Ainsi, et selon les données disponibles, la France imprime la monnaie de 21 pays africains au total, à savoir celle de 16 de ses anciennes colonies (12 pays de la zone CFA, les Comores, Madagascar, Djibouti et la Tunisie), auxquelles s’ajoutent la Guinée-Bissau et la Guinée équatoriale (membres de la zone CFA, et respectivement ancienne colonie portugaise et espagnole), le Burundi (ancienne colonie belge), et enfin la Namibie et la Zambie, deux anciennes colonies britanniques.

Le processus de fabrication est assuré par la Banque de France pour 17 de ces pays, tandis que quatre autres ont recours à l’entreprise privée Oberthur Fiduciaire, un des trois leaders mondiaux de la fabrication des billets de banque, avec le britannique De La Rue et l’Allemand Giesecke & Devrient.

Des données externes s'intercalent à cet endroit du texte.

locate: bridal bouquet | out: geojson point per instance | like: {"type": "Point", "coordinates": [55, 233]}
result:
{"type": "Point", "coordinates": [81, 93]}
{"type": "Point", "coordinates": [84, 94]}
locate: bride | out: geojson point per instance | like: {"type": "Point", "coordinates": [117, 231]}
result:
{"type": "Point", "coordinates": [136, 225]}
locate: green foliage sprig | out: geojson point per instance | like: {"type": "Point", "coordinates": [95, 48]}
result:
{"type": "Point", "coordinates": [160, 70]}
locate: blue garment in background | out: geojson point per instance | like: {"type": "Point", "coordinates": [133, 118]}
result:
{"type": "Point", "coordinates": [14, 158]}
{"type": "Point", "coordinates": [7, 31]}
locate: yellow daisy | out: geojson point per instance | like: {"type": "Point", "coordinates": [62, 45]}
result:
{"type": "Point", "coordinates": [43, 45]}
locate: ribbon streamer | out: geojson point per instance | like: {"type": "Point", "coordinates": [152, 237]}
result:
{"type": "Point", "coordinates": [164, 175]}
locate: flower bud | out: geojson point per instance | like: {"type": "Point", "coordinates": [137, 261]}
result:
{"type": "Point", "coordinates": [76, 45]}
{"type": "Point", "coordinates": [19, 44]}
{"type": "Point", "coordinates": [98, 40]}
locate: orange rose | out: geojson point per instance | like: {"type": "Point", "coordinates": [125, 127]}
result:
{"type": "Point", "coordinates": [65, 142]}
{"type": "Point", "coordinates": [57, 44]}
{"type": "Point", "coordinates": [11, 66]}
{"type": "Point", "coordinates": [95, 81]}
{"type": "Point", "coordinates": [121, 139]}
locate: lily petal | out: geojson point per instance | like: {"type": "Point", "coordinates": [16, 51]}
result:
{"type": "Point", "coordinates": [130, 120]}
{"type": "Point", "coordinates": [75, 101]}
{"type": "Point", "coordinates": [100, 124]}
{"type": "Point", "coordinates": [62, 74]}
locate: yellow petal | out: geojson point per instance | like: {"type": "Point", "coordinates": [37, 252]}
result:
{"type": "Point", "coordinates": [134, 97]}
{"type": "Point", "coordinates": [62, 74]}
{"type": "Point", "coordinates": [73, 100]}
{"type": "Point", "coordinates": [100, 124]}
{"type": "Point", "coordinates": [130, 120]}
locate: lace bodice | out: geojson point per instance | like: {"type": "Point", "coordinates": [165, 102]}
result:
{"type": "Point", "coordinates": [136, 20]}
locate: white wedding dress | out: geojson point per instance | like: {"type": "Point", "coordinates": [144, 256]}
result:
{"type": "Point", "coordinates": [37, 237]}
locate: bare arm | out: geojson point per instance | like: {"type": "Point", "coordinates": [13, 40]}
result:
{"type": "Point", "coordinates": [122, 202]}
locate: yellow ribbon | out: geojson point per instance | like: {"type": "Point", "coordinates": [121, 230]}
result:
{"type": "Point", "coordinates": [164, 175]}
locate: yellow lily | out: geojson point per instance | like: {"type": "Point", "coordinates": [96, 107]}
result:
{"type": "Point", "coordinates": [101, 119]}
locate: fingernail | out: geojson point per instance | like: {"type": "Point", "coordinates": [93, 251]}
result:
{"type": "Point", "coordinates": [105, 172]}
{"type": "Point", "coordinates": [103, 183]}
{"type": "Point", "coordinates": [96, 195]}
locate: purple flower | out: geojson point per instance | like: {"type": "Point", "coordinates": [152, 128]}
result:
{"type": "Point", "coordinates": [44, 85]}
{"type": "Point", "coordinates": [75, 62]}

Mais là encore, le nombre réel de pays faisant appel, au moins ponctuellement, aux services de cette entreprise française est probablement plus élevé.

Neuf pays africains fabriquent eux-mêmes leur monnaie nationale

En dehors de ces 43 pays externalisant la fabrication de leur monnaie nationale auprès d’une entité étrangère, neuf pays africains assument donc eux-mêmes ce processus, à savoir le Maroc, l’Algérie, l’Égypte, le Soudan, le Ghana, le Nigeria, la République démocratique du Congo (RDC), le Kenya et l’Afrique du Sud.

Toutefois, et sans que cela n’ait de lien avec le caractère local de la fabrication de la monnaie, il convient de rappeler, pour contrer une certaine propagande, que cinq de ces neufs pays souffrent d’une forte dollarisation de leur économie (le Soudan, le Ghana, le Nigeria, la RDC et le Kenya), c’est-à-dire d’une importante utilisation du dollar dans les transactions économiques internes, par refus de la monnaie locale, considérée comme risquée.

Le cas du Nigeria illustre bien la principale raison de cette situation, avec une monnaie ayant perdu près de 60 % de sa valeur par rapport au dollar depuis 2014, et plus de 99 % de sa valeur depuis sa création en 1973 (lorsque la livre sterling valait 2 nairas, contre 527 au 1er avril 2021).

Cependant, l’existence d’un certain nombre de pays africains fabriquant eux-mêmes leur monnaie nationale, et malgré les graves difficultés financières rencontrées par certains d’entre eux (comme le Soudan, dont la Livre vient d’être dévaluée de 85 %, en février dernier, et qui est désormais un des cinq pays les plus pauvres d’Afrique et le pays le plus endetté du continent), prouve bien que d’autres pays pourraient également assumer cette tâche. Et ceci est encore plus vrai pour ceux ayant l’avantage de faire partie d’un ensemble régional disposant d’une monnaie unique et d’une population suffisamment importante, à savoir les pays appartenant à l’UEMOA et à la CEMAC, les deux ensembles les plus intégrés, et de loin, du continent (et qui démontrent, au passage, que le panafricanisme est avant tout une réalité francophone).